• In 1847 James Coutts took out an annual licence to run sheep. At 10/- per annum rent and comprising 104 square miles, his run roughly corresponded to the she-oak and ti-tree country of what was to become Para Wurlie. The section became known as “Coutts Run” and was the beginning of recorded settlement in the area. Leases followed at Cape Spencer, Corny Point and White Hut. The carrying capacity of 42 square miles was given as 4,000 sheep in summer, but it was said to be necessary to move the sheep in winter, as they were susceptible to ‘coast disease’.
    The Gilbert brothers of Pewsey Vale in the Barossa hills took over Coutt’s Run in 1857. The head station was at Tuckokcowie southeast of Warooka, with out-stations including Orrie Cowie, the latter of which Joseph Gilbert acquired freehold in 1870.
    The early sheep men on Yorke Peninsula soon discovered that sheep did not do well in some areas. It seemed the only remedy for the wasting ‘coast disease’ condition was a change of pasture, and so for years much of the mallee country of the foot of Yorke Peninsula was not used to its full extent.
    The break-through in treatment of coast disease did not come until the early 1920s, when it was realised that a shortage of trace elements was the problem. Eventually it was discovered that two missing elements on Southern Yorke Peninsula were copper and cobalt. Copper could be supplied by adding it to superphosphate. Cobalt was another matter.
    In the late 1940s and early 1950s it was found by C.S.I.R.O. that a cobalt “bullet” could be inserted into the sheep’s stomach, and would be retained by the sheep. This was done with the aid of a specially designed “bulleting gun”. However even this did not work as well initially, discovering that gastric juices in the stomach prevented the cobalt from being absorbed. There was a simple answer – just add a grinder (an ordinary grub-screw) – and the sheep could carry its own inbuilt supply of cobalt for life.
    Two well-known Merino Sheep Studs in operation today are Orrie Cowie and North Cowie, both situated west of Warooka on the old Corny Point road.
    Orrie Cowie Station divided in 1922 and it was at this time TA Murdoch bought the homestead block. Among the breeds of rams that were available at the time of the sale were Lincoln, Stropshire, Southdown, Leicester and Merino.
    The Orrie Cowie bloodline had its beginnings in 1937 when TA Murdoch started his flock. Son Vic Murdoch continued, registering his merino stud in 1965 and poll merino in 1968.

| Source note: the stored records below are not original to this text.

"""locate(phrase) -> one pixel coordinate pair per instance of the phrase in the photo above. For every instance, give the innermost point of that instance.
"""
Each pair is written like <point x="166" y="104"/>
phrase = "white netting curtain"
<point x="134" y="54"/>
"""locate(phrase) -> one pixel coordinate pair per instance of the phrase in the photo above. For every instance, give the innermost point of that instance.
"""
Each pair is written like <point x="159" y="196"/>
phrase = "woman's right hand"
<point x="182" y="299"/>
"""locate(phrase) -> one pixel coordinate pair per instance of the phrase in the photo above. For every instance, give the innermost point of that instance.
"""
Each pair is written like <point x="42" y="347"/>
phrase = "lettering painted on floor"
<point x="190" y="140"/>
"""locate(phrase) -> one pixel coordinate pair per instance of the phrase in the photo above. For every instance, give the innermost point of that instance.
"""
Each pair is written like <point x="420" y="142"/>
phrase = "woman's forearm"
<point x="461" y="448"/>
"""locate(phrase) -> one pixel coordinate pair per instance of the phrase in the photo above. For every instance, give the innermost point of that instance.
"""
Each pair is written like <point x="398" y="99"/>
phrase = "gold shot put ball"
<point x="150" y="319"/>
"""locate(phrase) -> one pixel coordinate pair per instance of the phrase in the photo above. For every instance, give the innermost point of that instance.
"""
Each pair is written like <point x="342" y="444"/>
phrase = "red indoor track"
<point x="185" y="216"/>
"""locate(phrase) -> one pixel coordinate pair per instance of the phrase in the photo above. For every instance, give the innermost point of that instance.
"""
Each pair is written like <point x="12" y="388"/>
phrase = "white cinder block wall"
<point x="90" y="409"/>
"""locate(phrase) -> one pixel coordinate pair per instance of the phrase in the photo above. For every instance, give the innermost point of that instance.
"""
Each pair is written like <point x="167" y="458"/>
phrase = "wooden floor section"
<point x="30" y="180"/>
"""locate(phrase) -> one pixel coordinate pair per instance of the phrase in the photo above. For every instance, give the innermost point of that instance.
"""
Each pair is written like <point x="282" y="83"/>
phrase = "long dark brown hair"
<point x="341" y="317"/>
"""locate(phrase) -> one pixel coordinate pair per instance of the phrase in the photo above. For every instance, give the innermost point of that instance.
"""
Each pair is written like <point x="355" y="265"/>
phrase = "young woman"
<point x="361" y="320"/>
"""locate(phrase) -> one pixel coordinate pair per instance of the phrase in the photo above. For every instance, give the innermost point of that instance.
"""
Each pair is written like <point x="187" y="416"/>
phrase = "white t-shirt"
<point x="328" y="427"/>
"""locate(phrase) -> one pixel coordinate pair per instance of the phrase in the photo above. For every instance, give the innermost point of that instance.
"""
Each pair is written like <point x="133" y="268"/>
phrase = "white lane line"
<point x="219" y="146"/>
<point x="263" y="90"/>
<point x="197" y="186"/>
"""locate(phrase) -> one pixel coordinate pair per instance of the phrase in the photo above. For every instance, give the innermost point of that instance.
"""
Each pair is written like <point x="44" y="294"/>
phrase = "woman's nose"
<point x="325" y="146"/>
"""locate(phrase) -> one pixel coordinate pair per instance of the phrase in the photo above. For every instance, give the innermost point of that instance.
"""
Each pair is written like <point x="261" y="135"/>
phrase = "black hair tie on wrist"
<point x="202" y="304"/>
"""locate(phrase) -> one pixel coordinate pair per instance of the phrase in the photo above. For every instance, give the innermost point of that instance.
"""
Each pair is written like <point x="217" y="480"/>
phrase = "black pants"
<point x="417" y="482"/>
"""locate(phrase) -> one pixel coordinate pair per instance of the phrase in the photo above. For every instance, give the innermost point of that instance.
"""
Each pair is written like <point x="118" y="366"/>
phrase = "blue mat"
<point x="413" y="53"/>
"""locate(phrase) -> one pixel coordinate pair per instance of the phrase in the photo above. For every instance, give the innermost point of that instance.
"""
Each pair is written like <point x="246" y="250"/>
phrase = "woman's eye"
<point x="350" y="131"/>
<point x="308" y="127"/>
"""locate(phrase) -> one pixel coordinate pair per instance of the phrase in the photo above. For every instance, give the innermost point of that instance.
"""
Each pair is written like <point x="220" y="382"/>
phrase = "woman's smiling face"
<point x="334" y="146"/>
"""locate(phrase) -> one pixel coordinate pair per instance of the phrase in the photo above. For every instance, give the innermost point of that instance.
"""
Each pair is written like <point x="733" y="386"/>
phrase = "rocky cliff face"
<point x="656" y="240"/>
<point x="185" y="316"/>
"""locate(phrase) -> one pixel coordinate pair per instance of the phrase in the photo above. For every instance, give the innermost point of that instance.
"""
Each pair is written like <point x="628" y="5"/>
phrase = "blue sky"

    North Cowie began in 1978 as a result of the amicable dividing of the Murdoch family. Vic Murdoch retained the ‘Orrie Cowie’ name while KG Murdoch & Sons formed ‘North Cowie’, initially continuing to breed rams for the parent stud, and then in 1987 commenced selling their own rams.
    North Cowie continues to run its studs on the farm where the original Orrie Cowie homestead remains.
    Both Orrie Cowie and North Cowie currently still remain in their respective Murdoch families.